Van vinologen in opleiding wordt verwacht dat zij onder andere op basis van die aroma’s wijnen weten te identificeren. Om vinologen te trainen die geuren te herkennen, is er zoiets als een geurdoos ontwikkeld. De bekendste daarvan is wel Le Nez du Vin. De complete set bestaat uit diverse dozen gevuld met allerhande flesje met de meest kenmerkende aroma’s.

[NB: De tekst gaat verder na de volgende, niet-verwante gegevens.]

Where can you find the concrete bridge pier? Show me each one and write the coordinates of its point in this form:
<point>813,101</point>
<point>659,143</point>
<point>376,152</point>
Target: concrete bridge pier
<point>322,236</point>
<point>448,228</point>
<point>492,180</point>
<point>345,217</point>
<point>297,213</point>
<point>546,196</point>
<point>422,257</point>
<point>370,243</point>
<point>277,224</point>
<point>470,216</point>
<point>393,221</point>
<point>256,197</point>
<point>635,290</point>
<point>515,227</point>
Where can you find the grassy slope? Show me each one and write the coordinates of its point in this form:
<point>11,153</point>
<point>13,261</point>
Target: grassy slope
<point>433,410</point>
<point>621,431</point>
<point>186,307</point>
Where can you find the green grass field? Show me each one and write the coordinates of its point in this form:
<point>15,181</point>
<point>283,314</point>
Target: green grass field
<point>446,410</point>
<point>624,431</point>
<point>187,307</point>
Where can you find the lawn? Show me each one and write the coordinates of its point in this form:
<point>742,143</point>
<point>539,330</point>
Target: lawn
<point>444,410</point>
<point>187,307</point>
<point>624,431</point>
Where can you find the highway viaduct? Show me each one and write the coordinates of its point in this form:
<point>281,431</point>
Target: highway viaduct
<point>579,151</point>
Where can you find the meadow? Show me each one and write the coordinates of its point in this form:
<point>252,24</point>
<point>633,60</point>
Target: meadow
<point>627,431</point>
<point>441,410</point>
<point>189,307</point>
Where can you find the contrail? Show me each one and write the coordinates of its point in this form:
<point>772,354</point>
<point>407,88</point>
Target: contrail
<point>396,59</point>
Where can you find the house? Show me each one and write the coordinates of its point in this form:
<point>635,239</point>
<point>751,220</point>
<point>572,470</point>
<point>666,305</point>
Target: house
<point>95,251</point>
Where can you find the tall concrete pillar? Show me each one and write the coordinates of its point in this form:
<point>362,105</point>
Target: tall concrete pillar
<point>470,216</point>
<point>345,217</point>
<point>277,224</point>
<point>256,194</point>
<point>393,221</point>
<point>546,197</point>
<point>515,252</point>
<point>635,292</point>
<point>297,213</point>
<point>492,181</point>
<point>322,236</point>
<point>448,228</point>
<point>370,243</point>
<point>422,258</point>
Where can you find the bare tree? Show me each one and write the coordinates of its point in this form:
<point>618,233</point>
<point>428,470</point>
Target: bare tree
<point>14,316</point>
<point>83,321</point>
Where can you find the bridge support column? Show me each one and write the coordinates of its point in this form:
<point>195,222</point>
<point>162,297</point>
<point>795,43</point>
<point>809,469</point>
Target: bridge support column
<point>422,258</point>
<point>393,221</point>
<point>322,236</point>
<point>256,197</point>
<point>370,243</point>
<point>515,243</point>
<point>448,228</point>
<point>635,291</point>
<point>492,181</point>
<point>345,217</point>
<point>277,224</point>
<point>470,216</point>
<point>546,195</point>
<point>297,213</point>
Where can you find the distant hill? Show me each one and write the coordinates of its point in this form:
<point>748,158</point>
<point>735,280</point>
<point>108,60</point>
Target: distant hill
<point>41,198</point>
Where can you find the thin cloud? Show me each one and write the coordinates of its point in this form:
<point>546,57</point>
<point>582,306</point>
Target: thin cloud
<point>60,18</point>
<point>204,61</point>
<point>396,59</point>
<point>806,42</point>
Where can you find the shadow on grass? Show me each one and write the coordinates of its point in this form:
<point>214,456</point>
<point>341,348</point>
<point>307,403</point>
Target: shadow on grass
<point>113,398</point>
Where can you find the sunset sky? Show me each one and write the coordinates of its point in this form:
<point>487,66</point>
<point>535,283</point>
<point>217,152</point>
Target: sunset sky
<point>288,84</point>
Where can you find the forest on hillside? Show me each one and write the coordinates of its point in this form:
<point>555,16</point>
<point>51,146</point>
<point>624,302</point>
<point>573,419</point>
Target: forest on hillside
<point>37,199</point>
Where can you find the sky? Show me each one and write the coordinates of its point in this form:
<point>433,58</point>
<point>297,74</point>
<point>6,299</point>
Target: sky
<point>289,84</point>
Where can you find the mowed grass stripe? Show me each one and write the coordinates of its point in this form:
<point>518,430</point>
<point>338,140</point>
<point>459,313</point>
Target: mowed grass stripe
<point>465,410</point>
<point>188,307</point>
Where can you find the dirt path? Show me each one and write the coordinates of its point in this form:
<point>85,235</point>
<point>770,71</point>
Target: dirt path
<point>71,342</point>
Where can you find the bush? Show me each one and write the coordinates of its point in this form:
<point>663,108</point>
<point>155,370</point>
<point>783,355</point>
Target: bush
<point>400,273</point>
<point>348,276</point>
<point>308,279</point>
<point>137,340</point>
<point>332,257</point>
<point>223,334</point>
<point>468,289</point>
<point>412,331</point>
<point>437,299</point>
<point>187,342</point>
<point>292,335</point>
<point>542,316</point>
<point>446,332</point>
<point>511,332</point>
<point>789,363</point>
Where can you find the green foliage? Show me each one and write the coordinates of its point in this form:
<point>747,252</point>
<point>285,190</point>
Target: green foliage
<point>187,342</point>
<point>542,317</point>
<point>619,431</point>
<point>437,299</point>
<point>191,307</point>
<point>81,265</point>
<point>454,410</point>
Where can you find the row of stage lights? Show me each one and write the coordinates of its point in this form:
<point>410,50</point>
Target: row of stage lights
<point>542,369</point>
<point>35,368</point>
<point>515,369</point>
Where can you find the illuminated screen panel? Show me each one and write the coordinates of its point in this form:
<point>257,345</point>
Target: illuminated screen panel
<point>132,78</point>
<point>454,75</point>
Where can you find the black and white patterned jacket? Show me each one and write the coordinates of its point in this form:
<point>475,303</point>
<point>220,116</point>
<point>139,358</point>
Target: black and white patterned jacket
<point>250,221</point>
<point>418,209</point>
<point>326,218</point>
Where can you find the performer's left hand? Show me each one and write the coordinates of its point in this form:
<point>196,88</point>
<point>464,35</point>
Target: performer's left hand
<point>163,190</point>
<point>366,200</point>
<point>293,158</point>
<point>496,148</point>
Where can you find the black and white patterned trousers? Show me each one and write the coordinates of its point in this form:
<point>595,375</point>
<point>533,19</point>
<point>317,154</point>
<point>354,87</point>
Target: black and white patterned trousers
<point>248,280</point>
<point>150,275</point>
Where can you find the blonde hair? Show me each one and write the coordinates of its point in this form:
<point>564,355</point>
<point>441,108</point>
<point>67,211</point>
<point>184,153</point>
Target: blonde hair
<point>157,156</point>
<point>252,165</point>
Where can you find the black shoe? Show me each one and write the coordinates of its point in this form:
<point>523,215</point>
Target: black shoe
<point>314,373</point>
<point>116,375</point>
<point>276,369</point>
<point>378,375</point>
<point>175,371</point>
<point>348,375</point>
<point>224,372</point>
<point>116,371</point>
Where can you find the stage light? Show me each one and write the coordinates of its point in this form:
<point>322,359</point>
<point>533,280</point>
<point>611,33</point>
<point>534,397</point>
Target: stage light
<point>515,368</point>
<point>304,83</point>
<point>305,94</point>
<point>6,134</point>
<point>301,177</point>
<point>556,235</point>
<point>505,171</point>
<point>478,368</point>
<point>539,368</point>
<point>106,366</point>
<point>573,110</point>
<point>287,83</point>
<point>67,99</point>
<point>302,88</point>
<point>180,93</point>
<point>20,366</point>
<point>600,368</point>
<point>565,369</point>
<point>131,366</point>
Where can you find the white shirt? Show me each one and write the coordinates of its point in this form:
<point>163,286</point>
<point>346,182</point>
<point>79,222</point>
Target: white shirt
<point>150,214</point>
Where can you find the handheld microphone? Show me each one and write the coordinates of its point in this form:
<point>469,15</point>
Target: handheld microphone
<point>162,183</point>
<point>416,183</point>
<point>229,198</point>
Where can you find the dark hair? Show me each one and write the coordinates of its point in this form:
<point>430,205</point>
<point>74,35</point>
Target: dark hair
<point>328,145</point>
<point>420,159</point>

Afgelopen maandag is ons proefgroepje aan de slag gegaan met zo’n set van Le Nez du Vin. Arjan is in het bezit van de hele collectie, zowel de fruitige geuren als de collectie ‘fouten’ in de wijn. We begonnen de middag met een rondje ‘foute’ geuren. Rottende kolen, medische alcohol, luciferkopjes: de meest weerzinwekkende geuren kwamen ons tegemoet. Sommige waren heel herkenbaar, andere kostten wat meer moeite. Zo blijkt de geur van pure zeep niet erg bekend. Iedereen had bij dit flesje vijf een vraagteken staan. Deze geur duidt op vette zuren, ontstaan door een probleem met de gist tijdens de vinificatie. (Of zat het toch anders in elkaar? Correct me if I’m wrong.)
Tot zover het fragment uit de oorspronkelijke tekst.